Experimental procedures
Animal husbandry
RARαf/f have been previously described 56. RARαf/f mice were crossed with villin-cre mice to generate RARαvillin mice. Mice were in a C57/BL/6 background. All mice were used between 8 and 12 weeks of age. Where indicated, mice were intraperitoneally administered 2.4 mg BrdU 2h prior euthanasia. Mice were maintained under specific pathogen-free conditions and handled according to protocols approved by the Institutional Animal Care and Use Committee at Massachusetts General Hospital. Zebrafish (Danio rerio) embryos were obtained from natural spawnings and raised at 28.5 °C in E3 water supplemented with methylene blue and HEPES (10 mM). Embryos were exposed to all-trans Retinoic Acid (RA) from 72 to 108 hpf in groups of 20 embryos in a volume of 5 ml. The exposure medium was renewed at 96 hpf. All analyses were performed at 108 hpf. RA (Cat. No. R2625, Sigma-Aldrich) was dissolved in DMSO and diluted to working concentrations with E3 water.
Fluorescence in situ hybridization
Small intestinal tissues (distal ileum) were prepared for analysis by fixation in Carnoy’s fixative followed by embedding in paraffin and sectioning to 5 μm. Processing and hybridizations to a universal bacterial probe (100 μM) directed against the 16S rRNA gene ([Alexa488]-GCTGCCTCCCGTAGGAGT-[Alexa488]) were carried out using DAPI as a counterstain 34. Tissues were visualized using a CHGR Leika SP5 microscope and captured using LASAF software. Pictures were taken under 10X magnification and analyzed in an automated manner using the open-source CellProfiler software. Mean intensities (the sum of pixel intensities/number of pixels) are reported.

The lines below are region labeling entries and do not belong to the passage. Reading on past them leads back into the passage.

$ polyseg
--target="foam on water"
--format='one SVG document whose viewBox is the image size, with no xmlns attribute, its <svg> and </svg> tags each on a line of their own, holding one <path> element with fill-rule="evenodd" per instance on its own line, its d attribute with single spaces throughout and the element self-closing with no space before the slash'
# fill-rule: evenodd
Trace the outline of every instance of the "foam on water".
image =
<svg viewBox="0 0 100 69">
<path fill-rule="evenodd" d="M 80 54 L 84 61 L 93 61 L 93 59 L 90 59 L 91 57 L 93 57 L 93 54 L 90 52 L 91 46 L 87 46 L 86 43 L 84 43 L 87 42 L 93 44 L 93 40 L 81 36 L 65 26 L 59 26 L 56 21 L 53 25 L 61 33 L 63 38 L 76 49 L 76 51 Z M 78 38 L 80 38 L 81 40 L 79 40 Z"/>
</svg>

IEC and lamina propria isolation
Colon and small intestine lamina propria cells were isolated as previously described18 with slight modification. Briefly, intestines were harvested and placed in ice-cold HBSS. After removal of residual mesenteric fat tissue, Peyer’s patches were excised (in the case of small intestine dissection) and the intestines were opened longitudinally. Tissues were then washed in ice-cold HBSS and cut into 1-cm pieces. After 3 more washes in HBSS, tissues were incubated twice in 20 mL of serum-free media with 5 mM EDTA and 0.145 mg/ml DTT at 37°C at 250 rpm for 30 min. The supernatant was harvested by filtration through a 100-μm cell strainer and centrifugation at 500 × g; the pellet, consisting of the IEC fraction, was resuspended in MACS buffer. Tissue pieces were washed 3 times with 10 mL serum-free media with 2 mM EDTA. Small intestine pieces were next digested in serum-free media containing Liberase TL (0.1 mg/ml, Roche) at 37°C at 250 rpm for 45 min. Cells were washed and passed through a 70-μm cell strainer. Cells were resuspended in 4.5 ml of 44% Percoll. 2.3 mL of 67% Percoll were then underlaid. Percoll gradient separation was performed by centrifugation for 20 min at 600 × g at room temperature. Lymphoid fractions were collected at the interphase of the Percoll gradient, washed once, and resuspended in FACS buffer (1% FBS DPBS) or culture medium.
Flow cytometry
Single cell suspensions were incubated for 10 min at room temperature with Fc blocking (CD16/32) antibody (eBioscience) prior to staining with fluorochrome-conjugated antibodies against mixtures of the following antigens: CD90.2, CD45, CD3e, CD11c, CD11b, GR1, MHCII, CD103, CD4, CD8α, CD8β, TCR-γδ, B220 (all from Biolegend). DAPI or Live/Dead Fixable Blue Dead Cell Stain Kit (Invitrogen) were used to exclude dead cells. Multiparameter analysis was performed on a LSR II (BD) and bi-dimensional dot plots were generated using FlowJo software (Tree Star) whereas t-SNE high dimensional plots using Cytobank 37.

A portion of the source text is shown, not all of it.